Tesla: Bulls Vs. Bears

My article on Tesla was published on Seeking Alpha two weeks ago and since I was away on  vacation I didn’t have time to publish it on the blog. This article can be seen as a companion to the podcast I did, The Intelligent Investing Podcast with Eric Schleien.

We talked about the most hated or loved stock in America: Tesla. Elon Musk and Tesla are a very polarizing topic. The most hardcore short-sellers believe that Tesla is a fraud, Elon Musk is a conman, and the stock is worth less than zero. Fanboys believe in Elon Musk’s mission of transitioning the world to sustainable energy and will have become one of the most valuable and successful companies in the world. Both camps are deeply entrenched in their position and it’s very interesting to see them go at it. I also published a companion to the podcast on Seeking Alpha; Tesla: Bulls vs. Bears.

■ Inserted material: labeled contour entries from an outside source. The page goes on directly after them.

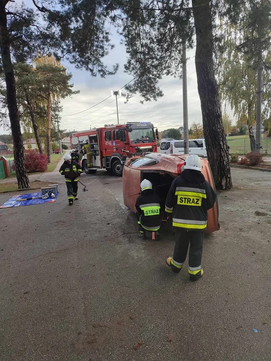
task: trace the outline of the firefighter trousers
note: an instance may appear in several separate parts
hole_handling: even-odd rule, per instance
[[[179,230],[176,235],[173,264],[179,268],[182,267],[186,258],[190,243],[188,272],[191,275],[196,274],[199,272],[202,268],[201,257],[204,236],[204,231]]]
[[[78,182],[66,182],[67,186],[67,194],[68,195],[68,200],[69,202],[72,201],[73,198],[77,196],[77,192],[78,190]]]
[[[92,153],[87,153],[87,165],[88,168],[92,166]]]
[[[141,224],[140,217],[141,214],[138,212],[137,212],[137,218],[138,219],[138,224],[139,225],[139,230],[140,232],[141,233],[146,233],[146,231],[149,231],[149,232],[157,232],[159,230],[159,229],[157,229],[157,227],[155,227],[155,228],[152,228],[151,227],[143,227],[142,225]],[[159,227],[159,228],[160,227]]]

The podcast was recorded three weeks ago. When Tesla is the subject matter, a lot can happen in two weeks. Tesla, the drama filled company that gets TMZ style coverage, is one of the main reasons why I stay away from the stock. Even though the shorts have a very compelling investment thesis, the market seems to think otherwise. Tesla currently trades at $375 a share. When the article and podcast was published Tesla traded at $300. Seemingly out of the blue, Elon Musk proclaimed that he might pull his money-losing Tesla off the market for $420 a share! He also claimed that he has funding secured.  This story is not over.

Here’s the SA Article. The full article is available on Seeking Alpha.

Tesla: Bulls Vs. Bears

By Brian Langis


  • Elon Musk and Tesla are a very polarizing topic. Tesla may be the most hated or loved stock in America.
  • Tesla comes with a lot of noise and buzz. Facts, figures, and claims are exaggerated, spun, and manipulated to one’s interest or to simply distract from the real issue.
  • I have front row seats to a good heavyweight fight between Tesla bulls and bears.
  • It’s not the first time Tesla faces an existential crisis.

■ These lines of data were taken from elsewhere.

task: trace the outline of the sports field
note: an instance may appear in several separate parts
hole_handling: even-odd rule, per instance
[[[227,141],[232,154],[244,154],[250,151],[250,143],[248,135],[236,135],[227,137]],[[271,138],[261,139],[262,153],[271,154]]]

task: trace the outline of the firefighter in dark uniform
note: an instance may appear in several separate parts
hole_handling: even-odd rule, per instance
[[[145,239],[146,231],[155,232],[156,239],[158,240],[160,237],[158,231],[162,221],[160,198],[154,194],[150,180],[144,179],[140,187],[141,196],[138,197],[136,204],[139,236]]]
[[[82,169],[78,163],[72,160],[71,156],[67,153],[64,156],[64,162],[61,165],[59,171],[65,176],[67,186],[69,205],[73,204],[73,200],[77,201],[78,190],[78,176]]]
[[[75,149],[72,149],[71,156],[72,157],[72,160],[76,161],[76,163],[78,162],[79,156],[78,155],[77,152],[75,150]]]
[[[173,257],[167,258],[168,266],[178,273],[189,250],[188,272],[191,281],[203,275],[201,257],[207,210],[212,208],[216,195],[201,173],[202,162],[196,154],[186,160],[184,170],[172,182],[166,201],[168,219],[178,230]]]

I had the pleasure to be back on The Intelligent Investing Podcast with Eric Schleien to have an in-depth conversation on Tesla (TSLA). If you are even reading this, you are fully aware that Tesla has turned into a full blown soap opera. The podcast and this following article try to make sense of the Tesla drama.

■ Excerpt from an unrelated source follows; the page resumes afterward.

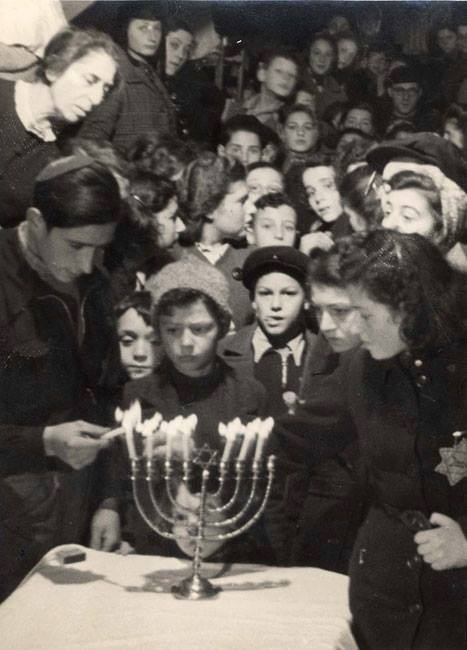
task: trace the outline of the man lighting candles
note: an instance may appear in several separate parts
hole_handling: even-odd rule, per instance
[[[114,177],[75,155],[39,174],[25,221],[0,233],[0,598],[50,548],[86,541],[117,345],[95,265],[119,213]],[[93,545],[117,541],[118,516],[101,508]]]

Since Tesla is a very polarizing topic, let’s start off with the disclosures regarding Tesla:

I’m not a shareholder and never was. I’m not a short-seller and never was. I don’t have an agenda. I don’t have a horse between the short-sellers and the bulls. I’m not a “hater” or a “fanboy”. I don’t have a secret source inside Tesla’s factories. I didn’t pay anybody for information. I don’t own a Tesla. I find the debate between the Tesla bulls and bears very interesting.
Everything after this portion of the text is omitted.